Éditions de la Toison d’or (p. 157-159).


ILS PÈLENT DES OIGNONS


Toute offre de gagner quelques sous était acceptée par nous avec empressement.

Une vieille dame, fabricant de conserves alimentaires, proposa à ma mère de donner du travail à Naatje, qui avait douze ans, et à Kees, qui en avait huit : ils devraient, toute la journée, peler de petits oignons.

Le premier soir qu’ils revinrent de cette besogne, nous fûmes épouvantés. Leurs figures étaient bouffies et barbouillées de se les être frottées de leurs petites mains sales, leurs yeux gonflés, comme si on les avait rossés et s’ils avaient pleuré durant des heures et des heures. Nous demandâmes comment cela s’était passé, et ils nous racontèrent leur journée.

En arrivant le matin, à sept heures, chez la vieille dame, elle les avait installés sur de petits bancs devant un grand panier d’oignons, et leur avait montré comment ils devaient délicatement enlever la pelure sans les entailler, car chaque entaille devenait bleue dans le vinaigre, et les oignons ainsi détériorés ne pouvaient plus servir à des conserves de premier choix.
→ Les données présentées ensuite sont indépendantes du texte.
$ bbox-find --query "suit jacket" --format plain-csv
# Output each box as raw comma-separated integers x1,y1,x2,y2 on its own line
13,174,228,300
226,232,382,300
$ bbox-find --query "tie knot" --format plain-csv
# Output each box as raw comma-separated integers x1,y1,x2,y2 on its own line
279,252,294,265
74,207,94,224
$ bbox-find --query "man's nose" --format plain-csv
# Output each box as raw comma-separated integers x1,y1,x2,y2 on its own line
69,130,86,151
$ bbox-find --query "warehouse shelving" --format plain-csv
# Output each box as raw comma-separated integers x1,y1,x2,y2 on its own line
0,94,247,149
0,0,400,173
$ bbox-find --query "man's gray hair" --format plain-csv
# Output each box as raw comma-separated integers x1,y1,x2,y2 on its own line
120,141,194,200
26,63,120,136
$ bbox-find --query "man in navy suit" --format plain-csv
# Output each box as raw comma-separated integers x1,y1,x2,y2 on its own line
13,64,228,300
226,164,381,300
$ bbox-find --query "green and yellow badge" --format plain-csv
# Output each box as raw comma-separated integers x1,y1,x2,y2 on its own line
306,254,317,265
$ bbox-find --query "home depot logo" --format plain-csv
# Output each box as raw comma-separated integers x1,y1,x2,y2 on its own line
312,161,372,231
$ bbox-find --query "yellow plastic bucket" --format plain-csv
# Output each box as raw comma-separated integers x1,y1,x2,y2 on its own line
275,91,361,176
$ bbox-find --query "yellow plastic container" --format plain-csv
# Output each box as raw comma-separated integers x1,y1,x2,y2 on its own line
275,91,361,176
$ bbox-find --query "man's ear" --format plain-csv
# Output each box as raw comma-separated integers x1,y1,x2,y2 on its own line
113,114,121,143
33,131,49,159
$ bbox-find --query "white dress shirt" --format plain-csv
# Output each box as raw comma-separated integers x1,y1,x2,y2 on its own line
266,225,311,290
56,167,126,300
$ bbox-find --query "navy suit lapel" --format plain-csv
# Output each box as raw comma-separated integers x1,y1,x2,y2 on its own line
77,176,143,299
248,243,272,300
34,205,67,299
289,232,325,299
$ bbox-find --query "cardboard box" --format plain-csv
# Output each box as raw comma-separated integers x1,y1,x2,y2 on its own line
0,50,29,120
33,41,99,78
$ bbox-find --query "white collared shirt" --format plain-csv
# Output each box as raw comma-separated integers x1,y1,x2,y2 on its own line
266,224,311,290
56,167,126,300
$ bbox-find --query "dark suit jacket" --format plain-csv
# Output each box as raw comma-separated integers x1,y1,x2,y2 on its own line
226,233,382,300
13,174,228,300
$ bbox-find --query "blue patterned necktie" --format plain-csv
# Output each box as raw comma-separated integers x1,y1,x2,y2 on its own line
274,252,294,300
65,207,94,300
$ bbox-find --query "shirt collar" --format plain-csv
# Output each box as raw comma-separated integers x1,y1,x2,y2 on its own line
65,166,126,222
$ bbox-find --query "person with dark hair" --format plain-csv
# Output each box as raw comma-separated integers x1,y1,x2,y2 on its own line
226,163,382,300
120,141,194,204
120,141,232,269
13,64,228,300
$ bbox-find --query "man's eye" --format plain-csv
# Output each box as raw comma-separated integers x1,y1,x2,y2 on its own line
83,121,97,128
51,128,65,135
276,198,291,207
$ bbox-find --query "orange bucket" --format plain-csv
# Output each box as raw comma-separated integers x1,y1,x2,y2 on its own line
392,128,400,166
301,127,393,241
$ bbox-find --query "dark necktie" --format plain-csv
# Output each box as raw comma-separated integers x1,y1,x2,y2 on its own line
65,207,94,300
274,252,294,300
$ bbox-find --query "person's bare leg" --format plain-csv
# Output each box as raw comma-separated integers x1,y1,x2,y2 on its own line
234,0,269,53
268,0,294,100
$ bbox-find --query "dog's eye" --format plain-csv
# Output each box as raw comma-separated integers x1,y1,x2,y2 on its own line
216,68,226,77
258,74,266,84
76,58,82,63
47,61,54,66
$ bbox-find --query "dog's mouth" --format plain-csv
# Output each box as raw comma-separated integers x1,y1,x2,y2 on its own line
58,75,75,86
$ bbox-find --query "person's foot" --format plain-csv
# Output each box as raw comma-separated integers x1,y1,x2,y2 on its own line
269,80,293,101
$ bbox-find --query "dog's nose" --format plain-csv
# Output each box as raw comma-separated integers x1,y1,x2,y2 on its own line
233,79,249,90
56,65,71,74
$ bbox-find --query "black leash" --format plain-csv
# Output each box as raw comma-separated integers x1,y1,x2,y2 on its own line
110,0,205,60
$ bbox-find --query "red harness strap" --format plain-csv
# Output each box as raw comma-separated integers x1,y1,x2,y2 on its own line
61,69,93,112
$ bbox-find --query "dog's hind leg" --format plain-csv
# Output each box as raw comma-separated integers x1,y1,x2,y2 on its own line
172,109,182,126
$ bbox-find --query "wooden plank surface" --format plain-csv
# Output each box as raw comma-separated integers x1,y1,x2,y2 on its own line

Ils s’étaient mis à l’œuvre pendant que la dame, assise à côté d’eux, nettoyait des cornichons. Au bout de quelques instants, leurs yeux commencèrent à couler, et ils les essuyèrent avec leurs mains mouillées de sève d’oignons. Alors Naatje, n’y tenant plus, s’était mise à remuer sur son petit banc, et la vieille dame avait dit :

— Nateke, pour l’amour de Dieu, tenez vos pieds en repos.

Puis était entré un jeune homme, qu’ils prirent d’abord pour son fils, mais quand ils eurent compris que c’était le mari, ils furent pris d’un fou rire, qui avait mis la vieille dame hors de ses gonds, et elle s’était écriée :

— Au nom de la Sainte Trinité, Keeske, cesse de rire comme un petit cochon !

Et leurs rires étaient devenus des cocoricos quand le jeune mari leur avait fait signe de renverser le panier d’oignons, ce qu’ils firent incontinent. La dame s’était lamentée, avait imploré la sainte Vierge et déclaré que les enfants étaient un fléau. Le jeune mari avait répondu :

— Un fléau ! grand’mère, parce que tu es trop vieille pour en avoir.

Elle avait alors levé les yeux au ciel en geignant :

— Seigneur, pardonnez-lui, car il ne sait ce qu’il dit ni ce qu’il fait.

Pendant quinze jours, Naatje et Keesje nous amusèrent le soir des histoires de la vieille dame et de son jeune mari ; mais l’inflammation de leurs beaux yeux devenait si grave que nous eûmes peur, et n’osâmes plus les laisser continuer à peler des oignons.